Foster pulled the car back over to the curb. I opened the door and got out. When I looked back he seemed uncertain.

"I don't like being bawled out before the fact," I said quietly. "In fact, I don't like being bawled out at all."

"Uh, look, Frederickson-"

"I took your money and you're entitled to what I found out, along with an opinion or two. First, Richard Patern did design the Nately. Museum, but he admits to getting the idea and inspiration from someone else. He says he doesn't know who, and I believe him. I don't believe the man who claims he saw Rafferty go into the furnace. By the way, did you know Rafferty was reported missing two days before he's supposed to have died?"

"No," Foster said sheepishly. "Elizabeth?"

"No. A very heavy government agency that doesn't mess with small fry. Also, the neurosurgeon who saved Rafferty's life was murdered a few days before Rafferty's supposed final accident. I think there's a connection."

"You do?" Foster said weakly.

"And I'll tell you something else: I think there's a good possibility that Victor Rafferty is alive, but the smart money says to forget it. That's up to you. Goodbye."

I slammed the car door shut and started hoofing it back down Eighth Avenue. There was a squeal of tires as Foster's car backed past me and screeched to a halt beside a fire hydrant. Foster got out and hurried up to me.

"Frederickson," he said, breathing hard. "Just hang on a minute. Please."

I stopped. A cop appeared from the shadows of a storefront and began writing out a ticket. Foster ignored him.

"I… I don't know what to say," Foster continued. "You're telling me Rafferty may be alive?"

"In my opinion, it's a reasonable possibility."

"Do … you think Elizabeth knows for sure?" His voice cracked.

"Maybe. We won't know until we talk to her, Mike. It all comes back to that." We were standing in the middle of the sidewalk being jostled by people going in both directions, but Foster didn't seem inclined to move.

"Look, I'm sorry about the way I came on back in the car. I am really worried about Elizabeth. It's incredible what you've found out in such a short time."

"There's much more. There has to be. Your wife could have all the answers. You know, Mike, sometimes it's better to face up to a problem."

He looked pained. "I just don't want to take that kind of a chance. If anything should happen to her-"

"Something has already happened to her, Mike. It was five years ago, and it's still eating at her. She's obviously a principal in this case. Sooner or later, I think the police are going to be back in on it."

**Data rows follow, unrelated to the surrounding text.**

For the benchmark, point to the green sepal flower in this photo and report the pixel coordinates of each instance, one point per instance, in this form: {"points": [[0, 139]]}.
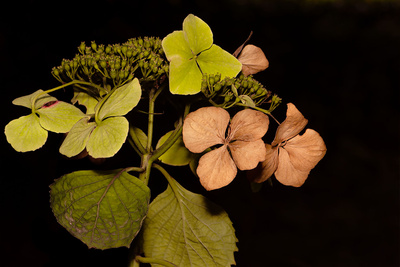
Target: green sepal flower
{"points": [[191, 53], [104, 136], [29, 133]]}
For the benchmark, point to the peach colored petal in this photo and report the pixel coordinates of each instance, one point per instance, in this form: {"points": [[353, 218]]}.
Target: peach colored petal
{"points": [[253, 60], [248, 125], [204, 128], [306, 150], [216, 169], [286, 173], [265, 170], [247, 155], [291, 126]]}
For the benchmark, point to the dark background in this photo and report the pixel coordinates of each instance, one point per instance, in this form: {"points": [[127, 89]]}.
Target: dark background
{"points": [[339, 62]]}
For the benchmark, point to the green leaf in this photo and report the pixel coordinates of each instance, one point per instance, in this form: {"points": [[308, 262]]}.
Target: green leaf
{"points": [[25, 133], [246, 100], [177, 154], [103, 209], [26, 101], [191, 53], [59, 117], [76, 140], [187, 229], [121, 101], [108, 137]]}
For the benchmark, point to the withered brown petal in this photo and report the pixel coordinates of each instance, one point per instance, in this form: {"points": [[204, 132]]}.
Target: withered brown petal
{"points": [[286, 173], [240, 48], [253, 60], [291, 126], [204, 128], [248, 125], [306, 150], [266, 168], [216, 169], [247, 155]]}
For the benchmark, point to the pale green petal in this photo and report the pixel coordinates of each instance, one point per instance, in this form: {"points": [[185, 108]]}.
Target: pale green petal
{"points": [[122, 100], [59, 117], [76, 140], [108, 137], [185, 77], [25, 133], [26, 101], [217, 60], [197, 33]]}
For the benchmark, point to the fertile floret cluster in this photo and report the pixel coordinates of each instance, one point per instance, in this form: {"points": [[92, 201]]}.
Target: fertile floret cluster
{"points": [[114, 65]]}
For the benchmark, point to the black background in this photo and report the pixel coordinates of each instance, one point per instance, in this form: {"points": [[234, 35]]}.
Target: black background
{"points": [[339, 63]]}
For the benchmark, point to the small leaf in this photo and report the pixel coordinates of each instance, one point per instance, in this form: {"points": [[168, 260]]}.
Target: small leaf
{"points": [[246, 100], [103, 209], [26, 101], [187, 229], [108, 137], [177, 154], [25, 133], [121, 101], [59, 117]]}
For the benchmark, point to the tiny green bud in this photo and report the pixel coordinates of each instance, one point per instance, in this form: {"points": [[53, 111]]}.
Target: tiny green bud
{"points": [[217, 77], [94, 45], [82, 48], [211, 79]]}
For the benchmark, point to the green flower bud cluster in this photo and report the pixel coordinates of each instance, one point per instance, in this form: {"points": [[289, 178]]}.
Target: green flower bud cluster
{"points": [[228, 92], [113, 65]]}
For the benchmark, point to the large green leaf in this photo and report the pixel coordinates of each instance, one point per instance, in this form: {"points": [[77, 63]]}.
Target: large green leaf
{"points": [[76, 140], [121, 101], [25, 133], [103, 209], [188, 230], [191, 53]]}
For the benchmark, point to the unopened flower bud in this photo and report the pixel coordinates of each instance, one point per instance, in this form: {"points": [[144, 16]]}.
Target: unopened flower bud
{"points": [[82, 48], [94, 45]]}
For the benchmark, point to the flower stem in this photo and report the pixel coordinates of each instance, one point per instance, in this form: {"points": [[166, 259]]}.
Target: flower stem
{"points": [[60, 87]]}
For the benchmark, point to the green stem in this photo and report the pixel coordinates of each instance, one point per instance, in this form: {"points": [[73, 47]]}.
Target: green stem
{"points": [[172, 138], [153, 261], [60, 87]]}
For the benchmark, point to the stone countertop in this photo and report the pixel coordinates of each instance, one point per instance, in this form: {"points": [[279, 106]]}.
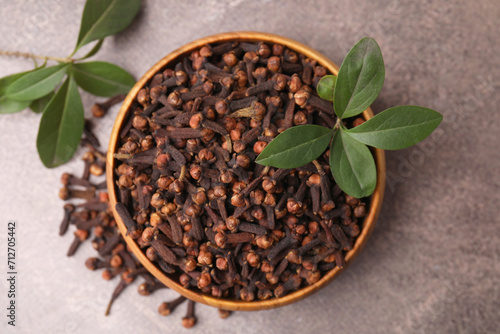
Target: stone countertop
{"points": [[432, 263]]}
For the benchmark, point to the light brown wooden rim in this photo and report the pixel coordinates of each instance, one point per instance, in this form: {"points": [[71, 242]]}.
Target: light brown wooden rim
{"points": [[229, 304]]}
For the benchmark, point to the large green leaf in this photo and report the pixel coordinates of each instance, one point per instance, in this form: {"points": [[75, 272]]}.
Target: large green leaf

"Why do you say that?" he asked sharply.

"Because of the murder I mentioned; the man's name was Arthur Morton. If I continue this investigation, I think it's going to open the lid on a can of worms someone tried to close five years ago. The process may already have begun."

"Why?" he said, alarmed. "Have you been to the police?"

"No." It was only a half-lie; I didn't consider talking to Garth going to the police.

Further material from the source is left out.